The options I have considered are as follows:

1. Stick with the no-failsafe approach, adding the lock as shown
in this patch. (I obviously prefer this approach.)

2. Stick with the no-failsafe approach, but rely on RCU's grace-period
kthread to wake up later due to its timed wait during the
force-quiescent-state process. This would be a bit obnoxious,
as it requires passing a don't-wake flag (or some such) up the
quiescent-state reporting mechanism. It would also needlessly
delay grace-period ends, especially on large systems (RCU scales
up the FQS delay on larger systems to maintain limited CPU
consumption per unit time).

3. Stick with the no-failsafe approach, but have the quiescent-state
reporting code hand back a value indicating that a wakeup is needed.
Also a bit obnoxious, as this value would need to be threaded up
the reporting code's return path.
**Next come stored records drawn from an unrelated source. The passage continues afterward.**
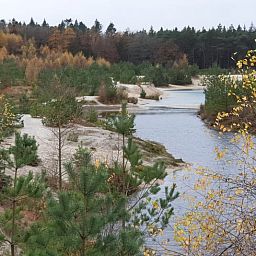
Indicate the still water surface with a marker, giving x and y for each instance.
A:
(185, 136)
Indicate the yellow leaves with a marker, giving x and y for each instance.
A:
(239, 191)
(155, 205)
(219, 154)
(97, 163)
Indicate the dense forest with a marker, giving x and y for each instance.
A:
(204, 48)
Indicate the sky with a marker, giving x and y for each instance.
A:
(134, 14)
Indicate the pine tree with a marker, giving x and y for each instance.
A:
(24, 152)
(77, 220)
(131, 176)
(59, 113)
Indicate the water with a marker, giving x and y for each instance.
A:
(185, 136)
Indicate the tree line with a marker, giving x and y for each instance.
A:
(204, 47)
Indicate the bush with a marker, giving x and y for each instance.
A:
(11, 74)
(143, 94)
(108, 94)
(217, 91)
(91, 115)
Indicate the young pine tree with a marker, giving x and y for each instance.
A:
(24, 152)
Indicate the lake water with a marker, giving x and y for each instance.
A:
(185, 136)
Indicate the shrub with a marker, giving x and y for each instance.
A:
(143, 94)
(92, 115)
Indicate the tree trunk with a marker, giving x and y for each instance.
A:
(123, 220)
(13, 215)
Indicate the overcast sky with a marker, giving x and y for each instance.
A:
(134, 14)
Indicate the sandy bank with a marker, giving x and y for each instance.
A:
(104, 145)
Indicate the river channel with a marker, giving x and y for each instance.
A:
(173, 122)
Simple in theory, but a bit
of an ugly change, especially for the many places in the code that
currently expect quiescent-state reporting to be an unconditional
fire-and-forget operation.

4. Re-introduce the old fail-safe code, and don't report the
quiescent state at CPU-offline time, relying on the fail-safe
code to do so. This also potentially introduces delays and can
add extra FQS scans, which in turn increases lock contention.

So what did you have in mind?

Thanx, Paul